Township cleanup efforts will start right away, focusing on areas that are prominent for this weekend’s Elmira Maple Syrup Festival.
“Tree branch collection is a priority in certain areas of Elmira,” he said. “Up and down Arthur Street and connecting roadways.”
Starting next week, the region’s regular yard waste pickup schedule starts, giving residents a chance to dispose of smaller debris from their property. Brenneman asks residents to check their waste pickup schedules to see when their neighbourhood is included. All the regular rules apply for yard waste disposal.
In order to get branches picked up, Cari Rastas Howard, project manager for waste management programs with the region, says debris must be under 92 cm (three feet) in length, and less than 7.5 cm (three inches) in diameter, and must be bundled and tied with twine and weigh less than 23 kg (50 pounds), may also be placed out in paper bags or a garbage can with a region yard waste sticker or brightly coloured ribbon identifying it as yard waste. Branches in plastic bags will not be collected and all debris must be out by 7 a.m. on your regular collection day.
The Elmira transfer station will also be open during regular hours, but tipping fees will be waived for ice storm branches and debris, thanks to an agreement between Woolwich, Wellesley, Wilmot and North Dumfries townships, along with the region.
Woolwich will also put crews out on the streets to do a final sweep of the township, collecting and chipping branches properly laid out on the curb. Homeowners are asked to have their branches out and ready for pick up by 7 a.m. on Apr. 11.
“It gives everybody from a consistency and fairness standpoint more than suitable opportunity to be aware of the program and to be aware of what all residents need to do,” said Brenneman. “We want to do it in one shot. The rules are the same for everyone. Have it out on Apr. 11 and we are going to be around in the coming weeks to collect or we can’t guarantee pick up. If we have been through your area, we don’t want to have to go back. All residents will be asked to put their tree branches in a very neat, orderly and organized way at the curb, and to make best efforts to have the branches all places in a consistent direction. This will be for the ease of the program and also from a safety perspective, that they keep the sidewalks and roadways clear.”
The extra man-hours and equipment needed for the cleanup efforts before the Elmira Maple Syrup Festival and on April 11 aren’t going to set the township back any extra funds. Brenneman says there is a contingency fund to pay for situations exactly like this one.

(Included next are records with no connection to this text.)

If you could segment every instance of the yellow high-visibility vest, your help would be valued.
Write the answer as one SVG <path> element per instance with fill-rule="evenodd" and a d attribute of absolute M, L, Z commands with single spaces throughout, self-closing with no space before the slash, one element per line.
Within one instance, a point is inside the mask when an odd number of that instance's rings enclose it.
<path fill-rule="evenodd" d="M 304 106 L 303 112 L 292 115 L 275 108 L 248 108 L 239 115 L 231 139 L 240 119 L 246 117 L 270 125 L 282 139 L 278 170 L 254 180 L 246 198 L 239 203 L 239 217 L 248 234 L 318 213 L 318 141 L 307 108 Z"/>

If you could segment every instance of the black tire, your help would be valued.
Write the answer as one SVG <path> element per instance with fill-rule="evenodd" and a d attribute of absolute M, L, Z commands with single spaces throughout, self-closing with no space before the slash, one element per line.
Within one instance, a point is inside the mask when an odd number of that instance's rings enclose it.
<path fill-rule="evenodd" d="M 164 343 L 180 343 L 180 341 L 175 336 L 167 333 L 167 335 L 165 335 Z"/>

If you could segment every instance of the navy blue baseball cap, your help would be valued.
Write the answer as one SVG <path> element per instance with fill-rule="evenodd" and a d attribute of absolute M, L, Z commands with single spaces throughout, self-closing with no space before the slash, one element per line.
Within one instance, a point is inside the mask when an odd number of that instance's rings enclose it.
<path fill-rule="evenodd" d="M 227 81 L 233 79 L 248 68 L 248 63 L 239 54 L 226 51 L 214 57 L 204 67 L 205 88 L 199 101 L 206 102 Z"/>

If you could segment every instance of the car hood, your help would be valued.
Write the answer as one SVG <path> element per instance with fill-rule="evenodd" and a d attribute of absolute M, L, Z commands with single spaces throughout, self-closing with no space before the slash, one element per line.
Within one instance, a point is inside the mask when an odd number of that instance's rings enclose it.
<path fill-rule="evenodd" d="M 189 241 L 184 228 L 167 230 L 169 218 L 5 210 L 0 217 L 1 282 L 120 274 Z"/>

“One of the smart things that we did (in 2013), is that council approved the transfer of $160,000 in disaster relief funding that we got from the province into the operating contingency following the last ice storm,” he said. “As staff, we recommended that they do that because we feel that it is not a question of whether ice storms will happen in the future, it is only a matter of when. “
The clean up project is expected to use up about $50,000 of the emergency funding acquired from the province in 2013.